Films vus en compagnie
The Uninvited de Lewis Allen (1944, La falaise mystérieuse)

The Uninvited marque les débuts au cinéma de l’Anglais Lewis Allen, venu de Broadway et qui fit carrière dans la série B et la télévision. Il adapte un roman gothique de Dorothy Macardle, écrivaine et journaliste irlandaise connue pour ses positions indépendantistes et féministes. C’est le premier rôle important de Gail Russell, âgée de 19 ans, au jeu encore approximatif. Timide et peu sûre d’elle, elle fut aidée par Ray Milland, qui la faisait répéter entre les prises. Elle perdit tout de même une dizaine de kilos, commença à boire pour oublier son trac et tomba en dépression à la fin du tournage. Elle mourut d’une cirrhose du foie à 36 ans.

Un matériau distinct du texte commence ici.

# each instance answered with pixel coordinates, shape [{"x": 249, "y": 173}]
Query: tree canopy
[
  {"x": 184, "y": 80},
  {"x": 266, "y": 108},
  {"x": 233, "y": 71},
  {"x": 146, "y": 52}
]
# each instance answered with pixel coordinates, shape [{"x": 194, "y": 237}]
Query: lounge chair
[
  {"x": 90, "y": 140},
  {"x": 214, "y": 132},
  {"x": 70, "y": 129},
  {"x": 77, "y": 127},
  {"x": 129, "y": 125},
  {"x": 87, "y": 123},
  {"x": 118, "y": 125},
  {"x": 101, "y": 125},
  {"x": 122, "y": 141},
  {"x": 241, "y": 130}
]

The Uninvited a acquis une belle réputation avec le temps et est régulièrement cité dans les références de l’horreur des années 40. Selon les standards modernes, ce n’est pas effrayant et Ray Milland incarne Rick avec humour et nonchalance. Lewis Allen alterne les séquences légères et tendues et assume le surnaturel, attitude rare à l’époque. Il s’appuie sur la superbe photographie de Charles Lang, qui privilégie les éclairages naturels et les bougies. L’inquiétante Miss Holloway rappelle la terrible Mrs. Danvers de Rebecca (1940), cliché de la méchante lesbienne compris. Cela ne passa pas inaperçu et un membre de la légion catholique de décence se plaignit à la MPAA qu’un large public d’un genre douteux allait aux séances de The Uninvited à des heures inhabituelles, attiré par certains éléments érotiques et ésotériques. Sans égaler Rebecca, The Uninvited est un agréable divertissement qui mérite le coup d’œil.
Between Two Women de Steven Woodcock (2000)

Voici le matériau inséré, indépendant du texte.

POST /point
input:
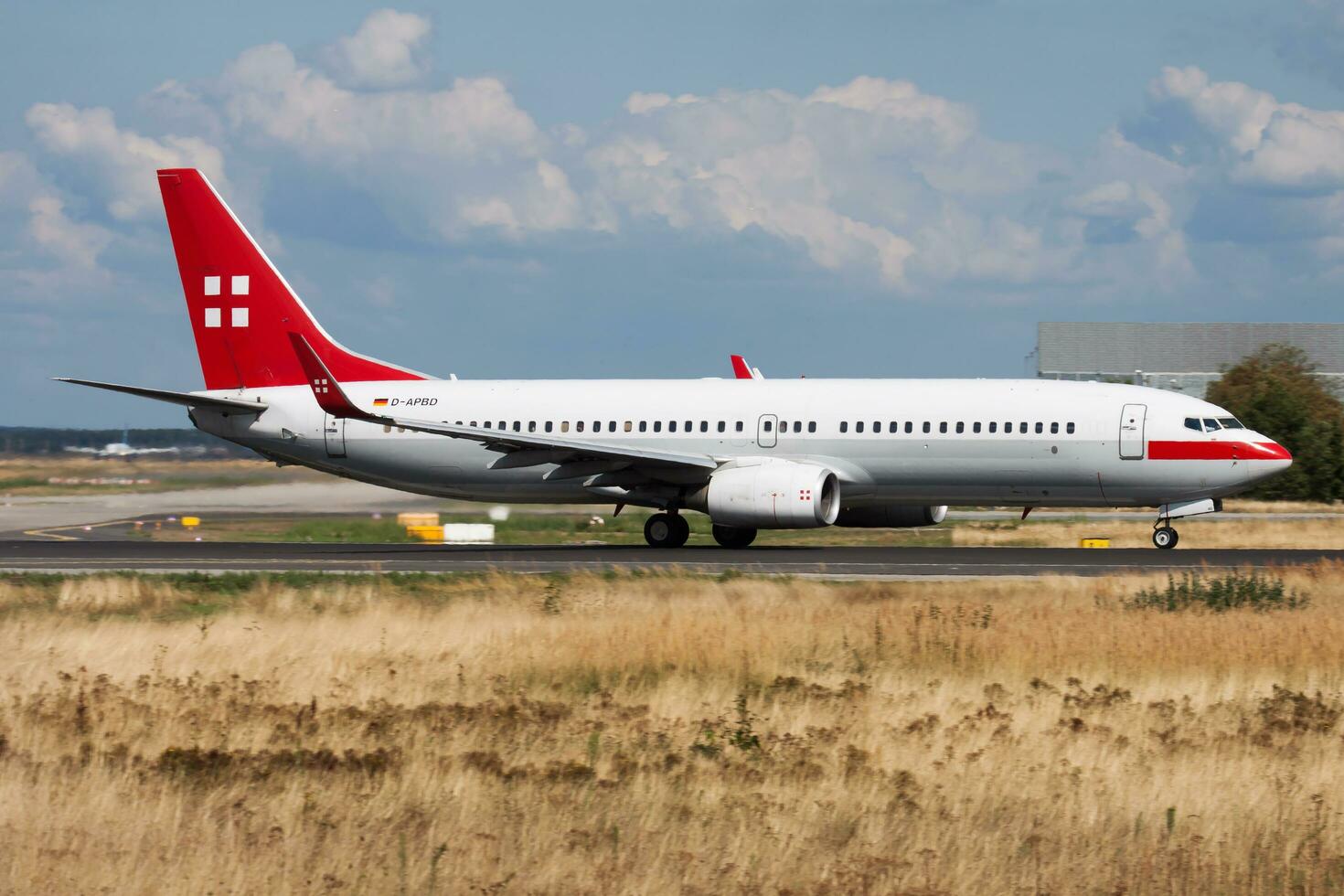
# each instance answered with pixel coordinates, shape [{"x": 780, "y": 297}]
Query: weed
[{"x": 1235, "y": 590}]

Between Two Women est un hommage au kitchen sink drama, un mouvement culturel de la fin des années 50/début des années 60 qui dépeignait dans un style réaliste la dure vie de la classe ouvrière. Souvent centré sur des jeunes hommes en colère, il a été abondamment employé par la Nouvelle vague britannique, par exemple dans Saturday Night and Sunday Morning (1960), The Loneliness of the Long Distance Runner (1962) ou This Sporting Life (1963). Fan de John Braine, un des représentants du mouvement, Steven Woodcock voulait œuvrer dans une veine identique. Il avait une ébauche qui ne fonctionnait pas, jusqu’au jour où il décida de transformer son héros en héroïne et de s’éloigner de la Nouvelle vague qui n’aurait jamais imaginé un amour lesbien. Il se focalisa sur Ellen, jouée par l’actrice de télévision Barbara Marten, et lui conféra une colère froide et interne, en décalage avec la violence physique exprimée par les révoltés des sixties.

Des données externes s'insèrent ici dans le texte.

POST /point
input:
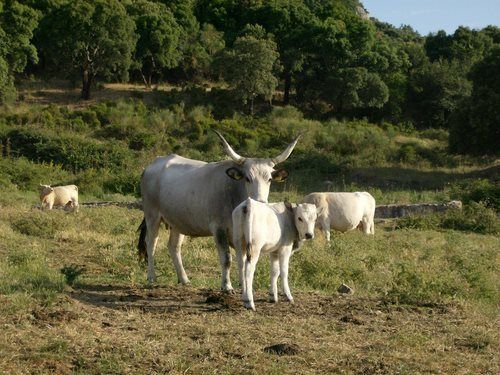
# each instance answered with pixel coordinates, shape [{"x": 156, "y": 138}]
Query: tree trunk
[
  {"x": 288, "y": 84},
  {"x": 86, "y": 83},
  {"x": 144, "y": 79}
]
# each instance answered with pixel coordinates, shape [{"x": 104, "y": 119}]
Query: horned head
[{"x": 258, "y": 173}]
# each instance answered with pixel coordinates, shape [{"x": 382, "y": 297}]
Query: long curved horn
[
  {"x": 229, "y": 150},
  {"x": 285, "y": 154}
]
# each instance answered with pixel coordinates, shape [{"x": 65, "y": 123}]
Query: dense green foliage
[{"x": 323, "y": 57}]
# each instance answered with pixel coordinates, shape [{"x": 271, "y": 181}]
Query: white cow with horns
[
  {"x": 272, "y": 228},
  {"x": 343, "y": 211},
  {"x": 196, "y": 198}
]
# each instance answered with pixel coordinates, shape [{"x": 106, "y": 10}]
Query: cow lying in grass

Steven Woodcock imprime un rythme lent et contemplatif, accru dans la version américaine de 2004 disponible sur Netflix, d’une durée supérieure de 15 minutes. Il avait initialement rédigé un livre, paru a posteriori en 2004, qu’il utilisa pour construire son script. Malgré une jolie reconstitution historique, le manque de budget est évident, la photographie et la musique évoquent un téléfilm, le dénouement est téléphoné et il y a quelques longueurs, peut-être absentes dans le montage court anglais. Between Two Women est néanmoins un drame subtil, bien interprété et reposant.
Films vus seuls
ひかりごけ [Hikarigoke] de Kei Kumai (1992, Luminous Moss)

L’incident d’Hikarigoke est tenu pour le premier cas d’anthropophagie débouchant sur une condamnation à mort par une cour de justice japonaise. Sa véracité est toutefois l’objet de débats : il n’existe aucune trace de l’évènement dans les journaux, et les archives judiciaires de l’époque ont été détruites lors des bombardements en 1945. Les faits ont été recomposés à partir de rumeurs et leur novellisation par Taijun Takeda en 1954 augmenta leur crédibilité. A travers son exposé, l’écrivain s’élevait contre une théorie controversée sur le cannibalisme des aïnus, qui visait à ternir leur image et renforcer leur supposée barbarie. Taijun Takeda, contempteur de l’ère militariste et de la société japonaise, montre comment les circonstances amènent des hommes ordinaires aux pires extrémités, effaçant l’idée d’une quelconque supériorité japonaise.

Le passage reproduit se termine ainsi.